Я предупредил Элиану Хочкисс. Мы подошли слишком близко к Баффало, чтобы наш разворот не вызвал волну подозрений. Посему мы прошли мимо машины и начали пересекать перекресток, но несмотря на это все равно оставался риск, что полиция найдет повод к нам придраться. За Баффапо начинались пустыри. Они предвещали первый пояс заграждений, no man’s land, далее второй пояс, потом южный портал.
— Но ты ведь подлежишь освобождению, — сказала Элиана Хочкисс. — В твоем случае уже не обязательно соблюдать комендантский час и можно разгуливать где угодно.
— Не хочу, чтобы мне пришили попытку к бегству, — сказал я. — Это семь лет.
— Лишних семь лет куда лучше, чем дать зарезать себя швитту в день своего выхода, — сказала Элиана Хочкисс.

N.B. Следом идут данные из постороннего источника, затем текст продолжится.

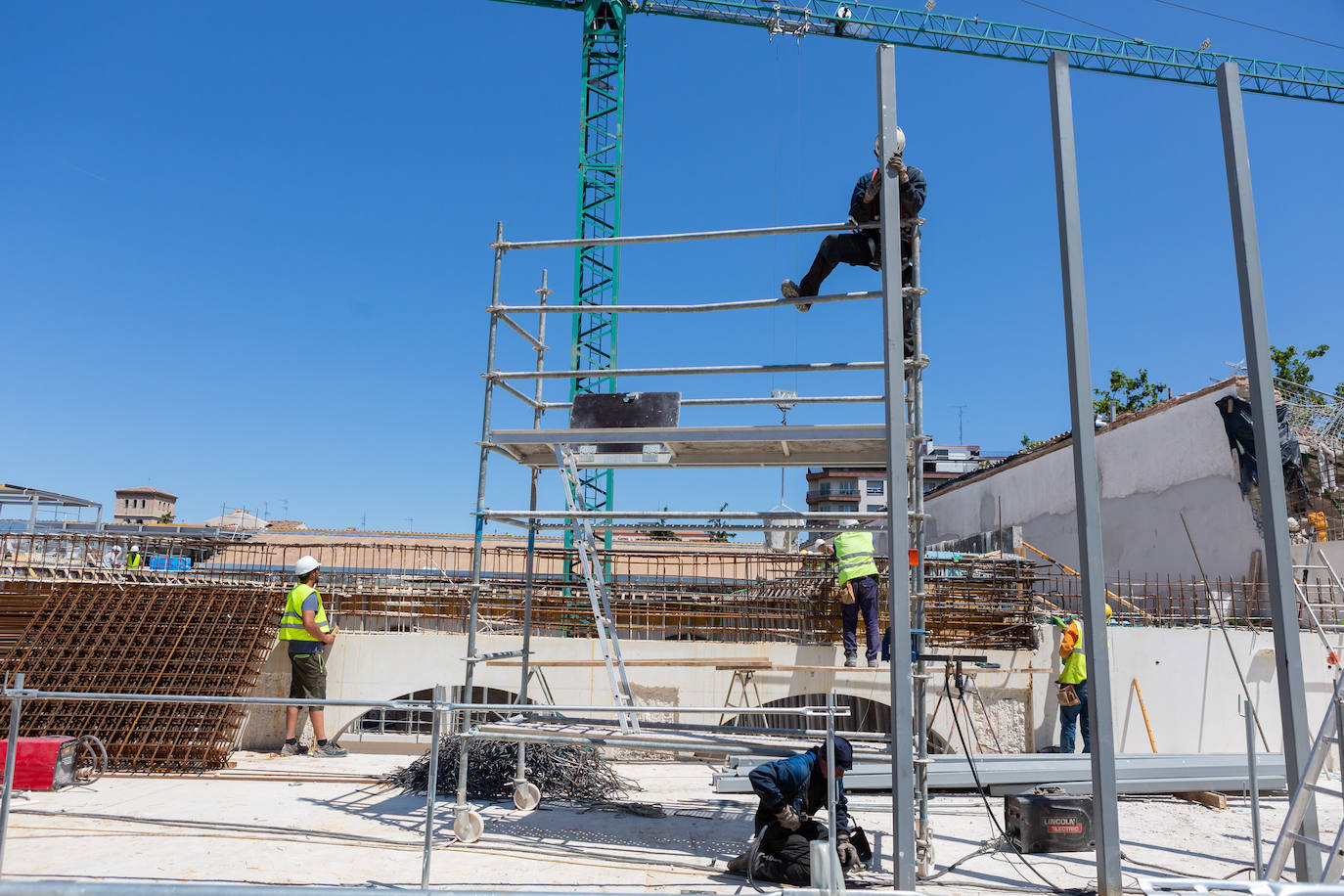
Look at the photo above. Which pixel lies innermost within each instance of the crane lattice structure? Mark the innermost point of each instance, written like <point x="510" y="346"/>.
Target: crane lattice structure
<point x="597" y="267"/>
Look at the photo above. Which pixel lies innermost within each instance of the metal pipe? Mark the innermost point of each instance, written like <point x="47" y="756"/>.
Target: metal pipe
<point x="740" y="305"/>
<point x="1278" y="563"/>
<point x="1085" y="481"/>
<point x="433" y="786"/>
<point x="480" y="522"/>
<point x="813" y="367"/>
<point x="785" y="230"/>
<point x="11" y="749"/>
<point x="898" y="515"/>
<point x="1253" y="784"/>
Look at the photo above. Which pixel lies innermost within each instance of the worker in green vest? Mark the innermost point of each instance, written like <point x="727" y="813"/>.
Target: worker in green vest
<point x="1073" y="683"/>
<point x="856" y="574"/>
<point x="305" y="629"/>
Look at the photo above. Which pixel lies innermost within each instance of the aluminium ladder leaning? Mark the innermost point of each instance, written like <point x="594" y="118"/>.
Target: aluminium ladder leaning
<point x="599" y="596"/>
<point x="1330" y="734"/>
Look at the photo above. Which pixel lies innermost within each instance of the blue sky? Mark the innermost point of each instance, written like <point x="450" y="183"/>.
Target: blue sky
<point x="245" y="250"/>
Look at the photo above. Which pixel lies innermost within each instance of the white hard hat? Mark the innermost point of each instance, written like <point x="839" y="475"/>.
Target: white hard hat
<point x="901" y="143"/>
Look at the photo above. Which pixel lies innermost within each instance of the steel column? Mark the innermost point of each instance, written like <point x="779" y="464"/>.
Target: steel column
<point x="898" y="486"/>
<point x="1092" y="568"/>
<point x="1278" y="563"/>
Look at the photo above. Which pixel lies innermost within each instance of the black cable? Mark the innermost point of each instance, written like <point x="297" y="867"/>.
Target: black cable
<point x="1249" y="24"/>
<point x="989" y="810"/>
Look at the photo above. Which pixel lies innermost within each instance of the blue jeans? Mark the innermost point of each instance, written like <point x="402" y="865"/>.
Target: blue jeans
<point x="866" y="601"/>
<point x="1069" y="720"/>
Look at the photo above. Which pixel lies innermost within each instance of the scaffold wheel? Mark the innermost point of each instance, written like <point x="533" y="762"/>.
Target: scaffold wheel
<point x="468" y="827"/>
<point x="527" y="795"/>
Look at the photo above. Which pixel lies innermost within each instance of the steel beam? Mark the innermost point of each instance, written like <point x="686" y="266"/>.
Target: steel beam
<point x="1085" y="481"/>
<point x="1278" y="563"/>
<point x="898" y="518"/>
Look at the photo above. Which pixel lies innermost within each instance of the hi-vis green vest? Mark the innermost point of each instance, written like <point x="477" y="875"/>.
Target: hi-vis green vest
<point x="291" y="619"/>
<point x="1075" y="666"/>
<point x="854" y="555"/>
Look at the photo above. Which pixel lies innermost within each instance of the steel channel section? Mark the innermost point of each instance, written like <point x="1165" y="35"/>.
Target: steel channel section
<point x="463" y="759"/>
<point x="433" y="784"/>
<point x="11" y="752"/>
<point x="1092" y="568"/>
<point x="898" y="518"/>
<point x="1278" y="563"/>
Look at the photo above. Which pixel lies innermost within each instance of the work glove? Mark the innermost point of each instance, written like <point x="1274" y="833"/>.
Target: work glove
<point x="848" y="855"/>
<point x="787" y="819"/>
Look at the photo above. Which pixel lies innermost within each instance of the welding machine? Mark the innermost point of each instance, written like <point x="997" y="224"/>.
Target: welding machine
<point x="1049" y="823"/>
<point x="42" y="763"/>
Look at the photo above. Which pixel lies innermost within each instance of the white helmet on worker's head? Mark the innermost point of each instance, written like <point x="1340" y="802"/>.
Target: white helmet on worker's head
<point x="901" y="143"/>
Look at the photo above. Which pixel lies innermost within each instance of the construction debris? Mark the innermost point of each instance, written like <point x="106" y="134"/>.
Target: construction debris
<point x="571" y="773"/>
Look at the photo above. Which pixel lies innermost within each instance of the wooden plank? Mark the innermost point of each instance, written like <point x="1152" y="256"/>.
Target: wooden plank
<point x="1210" y="798"/>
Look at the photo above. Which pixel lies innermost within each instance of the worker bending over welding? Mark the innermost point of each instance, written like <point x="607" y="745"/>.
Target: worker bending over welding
<point x="865" y="246"/>
<point x="304" y="626"/>
<point x="856" y="576"/>
<point x="790" y="791"/>
<point x="1073" y="683"/>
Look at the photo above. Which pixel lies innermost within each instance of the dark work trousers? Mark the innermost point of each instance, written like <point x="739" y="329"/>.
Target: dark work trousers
<point x="1069" y="720"/>
<point x="785" y="856"/>
<point x="866" y="601"/>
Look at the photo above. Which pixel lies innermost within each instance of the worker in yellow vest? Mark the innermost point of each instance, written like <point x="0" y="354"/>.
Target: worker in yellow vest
<point x="856" y="574"/>
<point x="305" y="629"/>
<point x="1073" y="683"/>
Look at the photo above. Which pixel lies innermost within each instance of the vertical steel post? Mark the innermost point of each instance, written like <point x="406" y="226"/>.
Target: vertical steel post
<point x="11" y="749"/>
<point x="898" y="486"/>
<point x="1278" y="563"/>
<point x="1253" y="784"/>
<point x="1092" y="567"/>
<point x="520" y="773"/>
<point x="433" y="786"/>
<point x="480" y="521"/>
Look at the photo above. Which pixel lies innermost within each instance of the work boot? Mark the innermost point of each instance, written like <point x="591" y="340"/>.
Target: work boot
<point x="790" y="291"/>
<point x="330" y="751"/>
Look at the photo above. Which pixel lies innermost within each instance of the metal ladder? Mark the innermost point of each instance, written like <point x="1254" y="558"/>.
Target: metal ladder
<point x="599" y="594"/>
<point x="1330" y="734"/>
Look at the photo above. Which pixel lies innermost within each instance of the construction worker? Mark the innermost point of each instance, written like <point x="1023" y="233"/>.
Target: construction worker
<point x="790" y="790"/>
<point x="856" y="575"/>
<point x="1073" y="683"/>
<point x="304" y="628"/>
<point x="865" y="246"/>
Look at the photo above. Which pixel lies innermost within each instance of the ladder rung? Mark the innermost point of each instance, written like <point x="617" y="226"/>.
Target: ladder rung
<point x="1300" y="838"/>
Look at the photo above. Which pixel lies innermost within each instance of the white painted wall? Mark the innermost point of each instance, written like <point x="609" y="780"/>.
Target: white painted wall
<point x="1187" y="677"/>
<point x="1152" y="469"/>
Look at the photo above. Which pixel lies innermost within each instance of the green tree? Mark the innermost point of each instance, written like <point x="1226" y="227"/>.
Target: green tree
<point x="1129" y="392"/>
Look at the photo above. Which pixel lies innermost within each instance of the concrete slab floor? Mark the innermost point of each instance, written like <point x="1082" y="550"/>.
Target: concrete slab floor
<point x="359" y="834"/>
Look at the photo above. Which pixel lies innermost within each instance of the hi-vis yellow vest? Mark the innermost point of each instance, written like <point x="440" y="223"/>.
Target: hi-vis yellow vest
<point x="291" y="619"/>
<point x="1075" y="666"/>
<point x="854" y="555"/>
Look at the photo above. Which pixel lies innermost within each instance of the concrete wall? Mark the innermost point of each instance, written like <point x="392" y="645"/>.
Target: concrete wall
<point x="1187" y="679"/>
<point x="1153" y="468"/>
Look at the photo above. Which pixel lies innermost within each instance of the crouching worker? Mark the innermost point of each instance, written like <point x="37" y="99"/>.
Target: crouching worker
<point x="790" y="791"/>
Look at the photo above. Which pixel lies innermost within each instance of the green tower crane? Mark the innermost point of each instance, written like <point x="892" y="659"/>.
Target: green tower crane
<point x="597" y="267"/>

— Пф, — сказал я. — Одно и то же.
Мы обогнули машину, даже не покосившись на сидящих в ней. Мы хотели сделать вид, что нам нечего скрывать и что от близости полиции нам ни жарко ни холодно. Смолкнув, прошли вдоль металлического бока авто. Краска была кое-где поцарапана, переднее крыло помято. Инспекторы молча наблюдали за нами. Когда мы отошли метров на пять или шесть, открылись, потом хлопнули две дверцы.
Тротуар, полотно дороги покрывал тонкий слой песка. Дождь не донес его до канав, и теперь он хрустел под подошвами.
За нами следом шли двое. Они пристроились сзади, не стараясь нас догнать, будто полуночники, которые по чистой случайности оказались на нашем пути, но всякий раз замедлялись, стоило нам замедлить шаги, и ускорялись, стоило нам их ускорить.
Мы с Элианой Хочкисс направились к узкому проспекту справа от нас и так и не пересекли Баффало. Мы шли уже не в сторону выхода из лагеря, а возвращались в городскую толщу, в зону Краук; вокруг нас вновь тянулись ровные ряды одноэтажных спальных корпусов с просмоленными крышами и подчас аллеи пальм, фикусов, софор, лип. Дороги сплошь и рядом перегораживали установленные еще в минувшие десятилетия заграждения из колючей проволоки, заставы и шлагбаумы, открытые, но не уничтоженные. Нигде, в общем-то, ни души. Лишь время от времени возобновлялся невменяемый ор и лязг решетки. Безумец разгуливал где-то поблизости. Свои яростные крики он подытожил рыданиями, потом смолк. Все освещали мощные лампы, тени из-за них казались очень явственными, очень резкими. Так мы прошли три сотни метров.